Base of True Story
The Angkor Empire, at its height between the 9th and 14th centuries, was one of the greatest civilizations in the world. Khmer kings built Angkor Wat, Angkor Thom, and countless temples, cities, irrigation systems, and art that reflected power, wealth, and culture far beyond anything Siam or its neighbors had at the time.
During this golden era of Angkor, the camera did not yet exist. No photographs could capture the greatness, only stone carvings, temples, and foreign records remain as proof of Khmer glory.

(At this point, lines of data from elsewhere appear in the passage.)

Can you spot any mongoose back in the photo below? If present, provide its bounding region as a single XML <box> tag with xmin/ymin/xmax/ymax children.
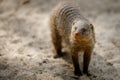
<box><xmin>50</xmin><ymin>2</ymin><xmax>95</xmax><ymax>76</ymax></box>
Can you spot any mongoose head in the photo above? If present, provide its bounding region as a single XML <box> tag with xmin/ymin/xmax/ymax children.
<box><xmin>71</xmin><ymin>20</ymin><xmax>93</xmax><ymax>40</ymax></box>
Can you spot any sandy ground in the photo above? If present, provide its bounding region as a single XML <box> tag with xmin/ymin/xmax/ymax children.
<box><xmin>0</xmin><ymin>0</ymin><xmax>120</xmax><ymax>80</ymax></box>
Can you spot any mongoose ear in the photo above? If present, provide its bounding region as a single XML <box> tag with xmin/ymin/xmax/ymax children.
<box><xmin>90</xmin><ymin>24</ymin><xmax>94</xmax><ymax>30</ymax></box>
<box><xmin>72</xmin><ymin>21</ymin><xmax>76</xmax><ymax>25</ymax></box>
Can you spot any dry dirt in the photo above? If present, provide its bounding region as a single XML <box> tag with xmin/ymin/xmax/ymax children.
<box><xmin>0</xmin><ymin>0</ymin><xmax>120</xmax><ymax>80</ymax></box>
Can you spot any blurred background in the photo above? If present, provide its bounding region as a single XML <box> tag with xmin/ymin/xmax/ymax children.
<box><xmin>0</xmin><ymin>0</ymin><xmax>120</xmax><ymax>80</ymax></box>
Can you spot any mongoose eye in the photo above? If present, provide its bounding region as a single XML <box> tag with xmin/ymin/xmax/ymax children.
<box><xmin>75</xmin><ymin>27</ymin><xmax>77</xmax><ymax>30</ymax></box>
<box><xmin>90</xmin><ymin>24</ymin><xmax>94</xmax><ymax>30</ymax></box>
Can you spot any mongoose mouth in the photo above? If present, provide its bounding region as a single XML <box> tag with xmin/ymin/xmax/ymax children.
<box><xmin>73</xmin><ymin>33</ymin><xmax>89</xmax><ymax>41</ymax></box>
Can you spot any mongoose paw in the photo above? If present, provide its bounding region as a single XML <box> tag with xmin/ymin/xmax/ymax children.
<box><xmin>74</xmin><ymin>71</ymin><xmax>82</xmax><ymax>76</ymax></box>
<box><xmin>54</xmin><ymin>54</ymin><xmax>63</xmax><ymax>59</ymax></box>
<box><xmin>83</xmin><ymin>72</ymin><xmax>91</xmax><ymax>76</ymax></box>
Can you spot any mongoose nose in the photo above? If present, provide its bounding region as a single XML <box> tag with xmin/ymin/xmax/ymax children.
<box><xmin>74</xmin><ymin>32</ymin><xmax>79</xmax><ymax>38</ymax></box>
<box><xmin>81</xmin><ymin>28</ymin><xmax>87</xmax><ymax>33</ymax></box>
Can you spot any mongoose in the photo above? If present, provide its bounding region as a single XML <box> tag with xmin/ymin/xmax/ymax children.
<box><xmin>50</xmin><ymin>2</ymin><xmax>95</xmax><ymax>76</ymax></box>
<box><xmin>20</xmin><ymin>0</ymin><xmax>30</xmax><ymax>5</ymax></box>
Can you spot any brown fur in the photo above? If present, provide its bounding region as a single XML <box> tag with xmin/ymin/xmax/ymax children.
<box><xmin>50</xmin><ymin>2</ymin><xmax>95</xmax><ymax>76</ymax></box>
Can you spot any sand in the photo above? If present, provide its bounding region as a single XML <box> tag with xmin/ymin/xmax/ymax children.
<box><xmin>0</xmin><ymin>0</ymin><xmax>120</xmax><ymax>80</ymax></box>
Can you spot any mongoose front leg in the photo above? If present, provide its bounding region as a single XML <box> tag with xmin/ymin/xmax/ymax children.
<box><xmin>72</xmin><ymin>51</ymin><xmax>82</xmax><ymax>76</ymax></box>
<box><xmin>83</xmin><ymin>50</ymin><xmax>92</xmax><ymax>76</ymax></box>
<box><xmin>51</xmin><ymin>30</ymin><xmax>63</xmax><ymax>58</ymax></box>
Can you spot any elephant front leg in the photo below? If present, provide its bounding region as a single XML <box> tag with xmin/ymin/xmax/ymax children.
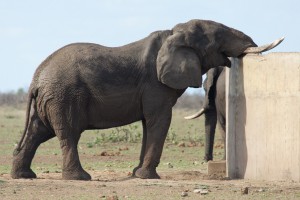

Centuries later, as Angkor weakened from wars, invasions, and internal struggles, the Siamese — a small group originally migrating from southern China — expanded their power. By this time, cameras had just been invented in the 19th century. Photographs from this later era often showed Cambodia in decline, under Siamese and later French pressure, but these images misled outsiders. They showed only a Cambodia already weakened — not the time when the Khmer were the most powerful civilization in Southeast Asia.
Today, some Thais ignorantly share those old photographs as if they prove superiority, forgetting that when Angkor was at its richest and strongest, the technology to take pictures did not exist. The true record of greatness lies in Angkor’s temples, inscriptions, and history. Evidence that the Khmer Empire was once the strongest civilization in the region.